- DVD cover
- Genre: Drama
- Written by: Jerome Gary
- Directed by: Mary Lambert
- Starring: Mark Dacascos Natasha Gregson Wagner María Celedonio
- Theme music composer: Hummie Mann
- Country of origin: United States
- Original language: English

Production
- Producers: Lou Arkoff David Giler Debra Hill Willie Kutner
- Production location: Los Angeles
- Cinematography: Sandi Sissel
- Editor: Gordon Antell
- Running time: 82 minutes
- Production company: Showtime

Original release
- Network: Showtime
- Release: September 2, 1994

= Dragstrip Girl (1994 film) =

Dragstrip Girl is a 1994 American drama film directed by Mary Lambert.

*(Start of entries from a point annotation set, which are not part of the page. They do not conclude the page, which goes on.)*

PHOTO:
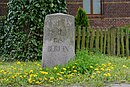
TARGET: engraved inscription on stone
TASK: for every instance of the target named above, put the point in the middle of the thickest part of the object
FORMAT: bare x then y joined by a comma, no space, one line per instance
59,39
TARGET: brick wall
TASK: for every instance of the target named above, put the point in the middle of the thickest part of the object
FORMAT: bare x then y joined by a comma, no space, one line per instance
115,13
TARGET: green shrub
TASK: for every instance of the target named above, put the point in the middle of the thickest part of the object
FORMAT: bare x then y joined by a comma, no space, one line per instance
81,18
24,27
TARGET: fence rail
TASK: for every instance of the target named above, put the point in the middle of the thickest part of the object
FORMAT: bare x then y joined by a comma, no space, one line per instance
114,41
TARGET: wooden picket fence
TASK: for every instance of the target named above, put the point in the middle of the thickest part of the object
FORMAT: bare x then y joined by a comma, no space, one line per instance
115,41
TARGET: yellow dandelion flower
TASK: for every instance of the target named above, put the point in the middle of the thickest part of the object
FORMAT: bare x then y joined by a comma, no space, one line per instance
12,77
58,74
92,77
78,74
108,69
69,71
62,72
37,82
55,68
51,78
24,76
60,78
64,69
96,64
43,72
45,78
31,71
109,64
98,72
108,74
34,75
105,74
96,69
21,76
40,79
5,73
75,71
40,68
18,63
104,65
94,73
102,69
124,66
91,66
73,66
112,67
38,65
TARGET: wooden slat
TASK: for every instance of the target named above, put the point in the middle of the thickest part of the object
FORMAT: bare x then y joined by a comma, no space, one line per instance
83,38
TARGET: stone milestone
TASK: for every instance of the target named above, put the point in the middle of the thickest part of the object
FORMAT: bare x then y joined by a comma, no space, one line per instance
59,40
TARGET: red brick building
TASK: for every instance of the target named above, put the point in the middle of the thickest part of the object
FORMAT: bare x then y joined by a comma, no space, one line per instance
103,13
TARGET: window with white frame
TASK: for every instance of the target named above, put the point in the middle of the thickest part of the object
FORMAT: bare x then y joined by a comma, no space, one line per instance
92,6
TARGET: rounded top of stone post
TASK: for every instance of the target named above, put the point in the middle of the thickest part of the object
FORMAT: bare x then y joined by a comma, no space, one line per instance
60,14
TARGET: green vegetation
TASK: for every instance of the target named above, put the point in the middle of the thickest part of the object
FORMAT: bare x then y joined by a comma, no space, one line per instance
22,36
91,69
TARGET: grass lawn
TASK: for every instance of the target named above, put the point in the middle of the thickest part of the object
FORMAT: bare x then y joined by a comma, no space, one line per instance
87,69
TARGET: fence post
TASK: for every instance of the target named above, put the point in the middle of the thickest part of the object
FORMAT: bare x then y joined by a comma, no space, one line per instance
108,42
105,41
127,42
97,39
122,42
78,37
92,39
118,41
87,38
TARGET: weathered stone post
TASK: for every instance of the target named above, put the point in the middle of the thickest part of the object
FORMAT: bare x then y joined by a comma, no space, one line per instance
59,39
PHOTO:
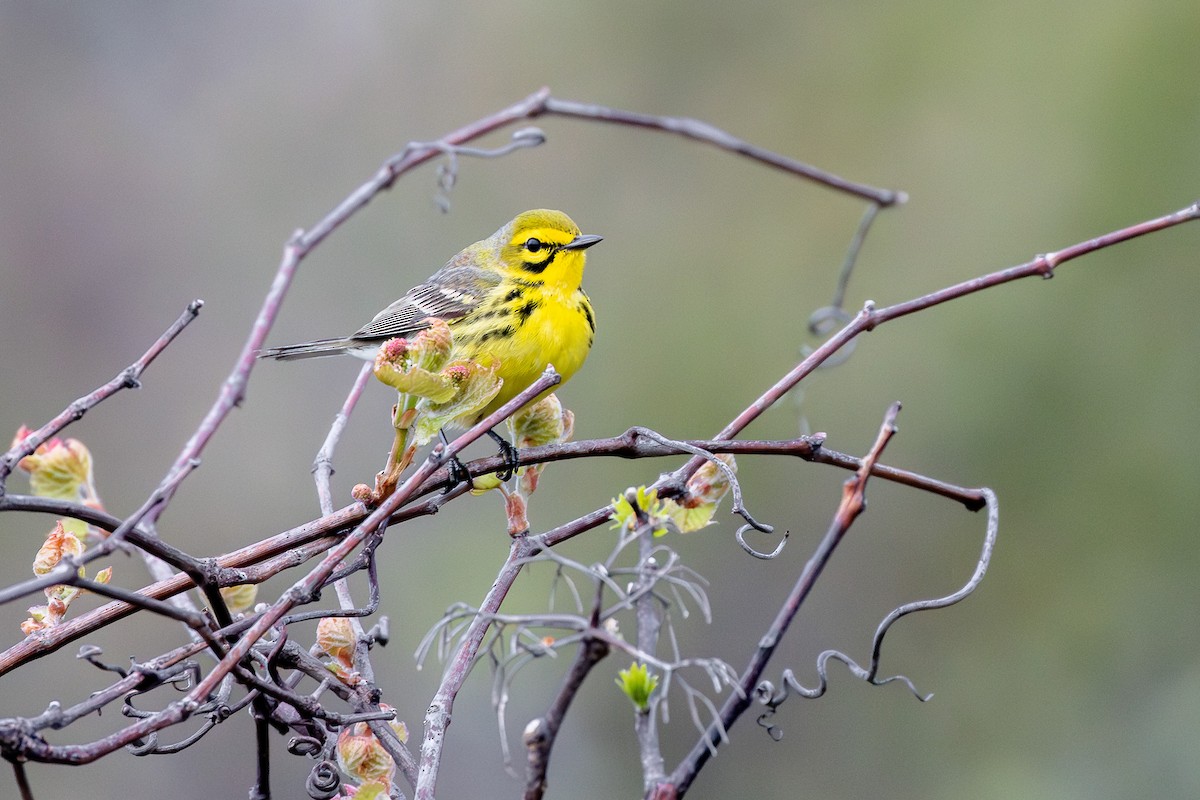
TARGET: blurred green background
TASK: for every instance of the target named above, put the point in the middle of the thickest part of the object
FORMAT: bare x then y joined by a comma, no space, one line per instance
156,152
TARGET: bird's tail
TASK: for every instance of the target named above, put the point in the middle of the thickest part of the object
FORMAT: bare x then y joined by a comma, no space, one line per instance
310,349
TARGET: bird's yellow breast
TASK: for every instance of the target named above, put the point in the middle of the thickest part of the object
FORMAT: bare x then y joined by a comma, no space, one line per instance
526,326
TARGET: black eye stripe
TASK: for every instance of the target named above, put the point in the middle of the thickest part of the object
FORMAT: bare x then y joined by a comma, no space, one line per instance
538,268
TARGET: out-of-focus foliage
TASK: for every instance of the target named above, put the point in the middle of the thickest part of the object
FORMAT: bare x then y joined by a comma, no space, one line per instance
156,152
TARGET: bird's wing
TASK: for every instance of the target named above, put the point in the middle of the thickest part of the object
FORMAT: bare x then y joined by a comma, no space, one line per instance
451,293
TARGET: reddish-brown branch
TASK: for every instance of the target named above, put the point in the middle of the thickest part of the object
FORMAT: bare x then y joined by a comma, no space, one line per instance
852,504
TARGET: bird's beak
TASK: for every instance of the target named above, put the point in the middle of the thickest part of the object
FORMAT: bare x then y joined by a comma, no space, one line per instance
582,242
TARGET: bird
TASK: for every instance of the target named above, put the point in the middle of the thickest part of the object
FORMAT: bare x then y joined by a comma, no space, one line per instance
514,298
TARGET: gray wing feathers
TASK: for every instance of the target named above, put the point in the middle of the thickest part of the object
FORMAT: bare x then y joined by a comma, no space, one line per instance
450,294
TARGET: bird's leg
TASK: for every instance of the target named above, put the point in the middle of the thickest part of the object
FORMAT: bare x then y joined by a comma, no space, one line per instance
510,455
455,470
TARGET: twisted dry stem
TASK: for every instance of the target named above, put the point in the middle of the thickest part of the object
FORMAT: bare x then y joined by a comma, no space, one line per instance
336,535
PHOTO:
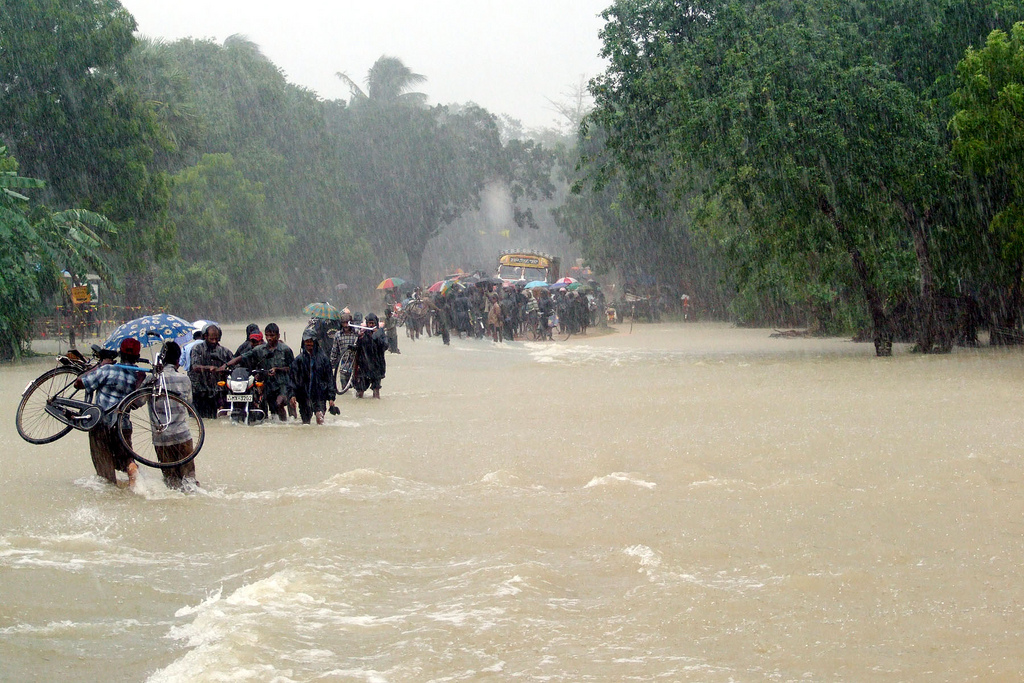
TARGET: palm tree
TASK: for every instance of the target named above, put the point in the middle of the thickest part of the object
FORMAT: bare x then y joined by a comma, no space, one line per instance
387,83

Dragstrip Girl originally aired on the cable television network Showtime on September 2, 1994 as part of the anthology series, Rebel Highway. As with other films in the series its name is taken from a 1950s B-movie (Dragstrip Girl) but its plot bears no resemblance to that film.

==Plot==
Johnny is a bad guy trying to go straight. He becomes smitten with Laura, a wealthy good girl rebelling against her parents by pretending to go steady with him. This film is set against the backdrop of 1950s Los Angeles.

==Cast==
- Mark Dacascos as Johnny Ramirez
- Natasha Gregson Wagner as Laura Bickford
- María Celedonio as Pearl
- Christopher Crabb as Alex
- Raymond Cruz as Doogie
- Frederick Coffin as Mr. Bickford
- Traci Lords as Blanche
- Richard Portnow as Det. Dryden
- Tracy Wells as Megan
- Augusto Sandino as Anthony
- Adam Gifford as Evan
- Carolyn Mignini as Mrs. Bickford
- Gary Werntz as McCarthy
- Luis Contrera as Raoul
- Bill A. Jones as Mr. Jones

==Reception==
In a review for The A.V. Club, reviewer Nathan Rabin wrote that "the film has dreamy, ethereal atmosphere to spare, but Lambert and screenwriter Jerome Gary fail to fill their evocative '50s dreamscape with sympathetic or interesting characters."